Brotherly Hate

Star Julie Ege posed for Penthouse to promote Creatures the World Forgot, Hammer acknowledging the real appeal in their caveman movie trio, beginning with Raquel Welch in One Million Years BC. It was all about the sexy people, and one point, dinosaurs too.

Dinosaurs do not appear in Creatures the World Forgot. This is (sort of) a realistic take on the genre, set in Africa and played totally without speech. Where Hammer earlier pushed extremes, using splashes of gore to embed horror, by the early ‘70s, it’s clear the intent was entirely exploitation. Multiple times, topless women catfight on screen, less for story development than nudity.

Aggression is a learned behavior, the closet Creatures the World Forgot comes to making a statement

To see how (not) serious Creatures the World Forgot aimed to be, look for the comically absurd bear suit, brawling with men inside a cave midway through the story. Not only is the fight ineffective, the costume isn’t fit for a parody. Lack of dialog and dinosaurs aside, taking any of this sincerely is practically impossible with scenes like that.

There is a singular moment in this relentlessly cruel, violent world worth noting.

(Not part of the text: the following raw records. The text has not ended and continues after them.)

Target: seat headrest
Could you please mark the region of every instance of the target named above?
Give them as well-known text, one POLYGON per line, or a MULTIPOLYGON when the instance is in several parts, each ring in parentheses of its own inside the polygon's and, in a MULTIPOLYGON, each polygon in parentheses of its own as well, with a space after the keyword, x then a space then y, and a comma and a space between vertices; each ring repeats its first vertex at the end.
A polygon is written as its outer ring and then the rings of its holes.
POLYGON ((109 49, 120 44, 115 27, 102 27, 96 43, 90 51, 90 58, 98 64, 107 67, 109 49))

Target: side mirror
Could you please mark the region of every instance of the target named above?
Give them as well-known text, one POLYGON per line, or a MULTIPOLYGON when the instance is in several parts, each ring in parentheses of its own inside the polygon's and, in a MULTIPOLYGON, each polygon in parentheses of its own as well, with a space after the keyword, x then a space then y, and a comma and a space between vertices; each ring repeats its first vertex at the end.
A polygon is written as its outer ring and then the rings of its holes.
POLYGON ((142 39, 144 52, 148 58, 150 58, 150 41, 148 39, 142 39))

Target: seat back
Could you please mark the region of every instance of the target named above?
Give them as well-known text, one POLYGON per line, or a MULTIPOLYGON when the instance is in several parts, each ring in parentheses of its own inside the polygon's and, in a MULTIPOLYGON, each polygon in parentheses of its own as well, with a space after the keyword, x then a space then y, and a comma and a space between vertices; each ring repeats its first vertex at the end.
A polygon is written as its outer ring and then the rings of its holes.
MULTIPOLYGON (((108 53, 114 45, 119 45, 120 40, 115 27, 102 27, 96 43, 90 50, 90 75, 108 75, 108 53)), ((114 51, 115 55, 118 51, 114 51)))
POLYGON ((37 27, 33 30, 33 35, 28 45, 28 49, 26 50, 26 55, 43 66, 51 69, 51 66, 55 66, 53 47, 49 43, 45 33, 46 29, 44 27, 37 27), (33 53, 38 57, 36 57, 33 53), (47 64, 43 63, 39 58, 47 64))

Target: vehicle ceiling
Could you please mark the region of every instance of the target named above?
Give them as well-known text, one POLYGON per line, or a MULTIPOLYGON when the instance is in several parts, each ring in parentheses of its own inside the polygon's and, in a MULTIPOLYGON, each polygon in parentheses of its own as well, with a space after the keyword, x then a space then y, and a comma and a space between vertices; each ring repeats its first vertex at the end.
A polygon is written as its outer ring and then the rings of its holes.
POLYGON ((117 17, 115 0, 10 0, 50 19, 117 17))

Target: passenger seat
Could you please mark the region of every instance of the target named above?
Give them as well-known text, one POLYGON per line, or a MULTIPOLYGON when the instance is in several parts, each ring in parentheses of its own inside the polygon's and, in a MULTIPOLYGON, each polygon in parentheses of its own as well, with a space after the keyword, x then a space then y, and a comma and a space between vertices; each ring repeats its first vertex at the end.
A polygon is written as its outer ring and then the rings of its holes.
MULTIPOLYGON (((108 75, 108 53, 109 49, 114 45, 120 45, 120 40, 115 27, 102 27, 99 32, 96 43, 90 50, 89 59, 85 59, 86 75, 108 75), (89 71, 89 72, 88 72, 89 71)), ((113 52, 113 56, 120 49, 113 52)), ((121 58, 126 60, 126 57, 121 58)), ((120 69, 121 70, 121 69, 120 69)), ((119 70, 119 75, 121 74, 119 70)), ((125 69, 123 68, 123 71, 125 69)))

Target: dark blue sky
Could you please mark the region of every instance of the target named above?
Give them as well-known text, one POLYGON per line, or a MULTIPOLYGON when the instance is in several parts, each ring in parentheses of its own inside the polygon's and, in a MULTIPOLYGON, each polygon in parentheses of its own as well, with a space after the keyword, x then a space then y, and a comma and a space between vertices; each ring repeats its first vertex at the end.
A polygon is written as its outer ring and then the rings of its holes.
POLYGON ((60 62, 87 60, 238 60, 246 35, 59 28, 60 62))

Two tribes meet, taking defensive postures against one another, while the small children among them get together to peacefully play. Aggression is a learned behavior, the closet Creatures the World Forgot comes to making a statement.

The rest wanders, often aimlessly through a day-in-the-life routine, even confusing the simple war between two brothers fueling the main plot line. For the finale, there’s a bizarre suggestion of telepathy, doubly odd in a movie trying to maintain plausibility.

Monotonous as it is to get there, the climatic scuffle takes place amid a gorgeous a mountaintop, the stakes visually thrilling as the dueling men teeter on rocky ledges. Given the location shooting in Africa, it’s all beautiful, and the open expanse behind the action marvelous to witness. Shame the lacking interest will mean so few reach that point.


Drenched in amber earth tones to sell the desert locations, the Blu-ray debut for this early ’70s effort doesn’t tweak the color aesthetic. It’s still deeply warm with bronzed flesh tones matching the sunny environments. Creatures the World Forgot doesn’t offer much else in terms of saturation.

The print used looks clean, any damage/dirt minimized. Few scenes show anything scratches at all. Preserved grain structure compresses well, certainly carrying the look of film. Unfortunately, the effort doesn’t bring much fidelity, the mastering lackluster. Limited texture suggests an older scan, HD certainly, if little else.

Sunlight fails to bring the expected contrast. Imagery looks downright dulled and flat, lacking depth. Odd considering the location, but fading likely took a toll over time. That said, nighttime brings a pure black skyline, those scenes bringing the best dimensionality in this presentation.


A volcanic eruption starts this one, producing a decent rush of bass for a mono track. Slow drums in the score push power into the low-end too. Again, for mono, it’s reasonably full.

Treble fares well. Highs offer sharp crispness to this older audio source.


The only film in Mill Creek’s Hammer Blu-ray set on its own disc, bonuses take up space alongside it, but nothing specific to Creatures the World Forgot.

Creatures the World Forgot
  • Video
  • Audio
  • Extras


While daring in trying to bring realism into an obviously exploitative cavemen movie, Creatures the World Forgot is a dull experiment.